Nature is quite the artist. Many of the most beautiful sights in the world are natural rather than man-made. And when it comes to space, nature can be even more beautiful as NASA once again proved with its Hubble space telescope. The immensely powerful telescope recently captured some shockingly beautiful pictures of the remains of a long dead star in the Veil Nebula. The photos have been amalgamated above.
The stunning, intricate, and brightly colored tendrils pictured above are made of plasma that was created when a star exploded some 8,000 years ago. However beautiful the ancient star was in real life, it’s unlikely that it could have topped the images from the nebula.
These beautiful, shimmering tendrils of plasma are all that remain of an ancient massive star that, approximately 8,000 years ago, died and exploded as a supernova. This zoomed-in section of the Veil Nebula has just been released by the Hubble Space Telescope, revealing the intricate beauty that’s left in the wake of one of the most violent events in the universe.

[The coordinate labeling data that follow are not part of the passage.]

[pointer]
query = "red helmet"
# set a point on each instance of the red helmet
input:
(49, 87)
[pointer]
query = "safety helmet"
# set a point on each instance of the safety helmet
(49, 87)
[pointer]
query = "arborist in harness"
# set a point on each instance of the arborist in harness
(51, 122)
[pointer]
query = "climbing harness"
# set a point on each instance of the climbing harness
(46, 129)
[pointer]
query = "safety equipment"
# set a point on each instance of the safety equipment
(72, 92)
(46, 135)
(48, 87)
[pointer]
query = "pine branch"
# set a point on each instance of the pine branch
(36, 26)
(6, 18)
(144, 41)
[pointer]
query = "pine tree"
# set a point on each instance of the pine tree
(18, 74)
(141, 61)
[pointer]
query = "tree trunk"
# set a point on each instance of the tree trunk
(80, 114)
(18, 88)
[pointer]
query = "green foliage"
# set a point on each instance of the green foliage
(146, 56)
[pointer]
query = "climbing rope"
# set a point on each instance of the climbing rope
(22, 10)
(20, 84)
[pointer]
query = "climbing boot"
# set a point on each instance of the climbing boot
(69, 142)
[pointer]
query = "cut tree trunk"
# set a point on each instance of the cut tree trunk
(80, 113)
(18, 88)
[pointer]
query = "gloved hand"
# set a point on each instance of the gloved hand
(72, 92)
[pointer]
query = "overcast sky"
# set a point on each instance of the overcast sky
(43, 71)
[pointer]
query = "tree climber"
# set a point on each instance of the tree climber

The tendrils are the result of a stellar explosion called a supernova. Often thought of as the “death” of massive stars, these explosions are among the most powerful forces in the universe, capable of expelling as much energy in a year or less as a star generated in the rest of its “living” existence.
The tendrils are found in the Veil Nebula, a massive supernova remnant found some 2,100 light-years away. The nebula itself measures 110 light-years in length and is one of the most well-known astronomical objects in the sky. The supernova is a part of the constellation Cygnus.
The beautiful photos of the star have examined only a tiny fraction of the nebula. While the nebula measures more than 100 light years in width, the six amassed images taken by the Hubble captured only about 2 light-years worth. Still, the photos are among the most detailed photos ever taken of a nebula.
The Hubble Space Telescope is one of the premier astronomical exploration tools available. The telescope first came into operation in 1990 and has made more that 1.2 million observations so far. The data resulting from Hubble data has been used in nearly 13,000 scientific research papers, making the telescope one of the most productive scientific tools ever created. It rotates around the world at about 17,000 miles per hour.
Supernovas result when a star burns through too much of its fuel and can no longer sustain itself. Basically, the gravity at the center of the star becomes too strong, and there’s no longer enough outward pressure from the burning fuel to sustain the mass. When the core collapses, the star explodes.The powerful explosions of dying stars can scatter matter massive distances.
Often, the result of the exploding stars are nebulas, which are clouds of interstellar hydrogen, dust, helium, and other remnants left behind by dead stars. These huge clouds can measure hundreds of light years across, but are generally not very dense. Still, as the photos above prove, nebulas can be very beautiful. Not all nebulas are caused by supernovas but can be caused by other events.
It is believed that most atoms besides hydrogen and helium actually came from exploding stars billions of years ago, so it’s possible that we are all, in fact, nebula and star dust. Supernovas likely play a vital role in the nature and makeup of the universe because they spread atoms across space.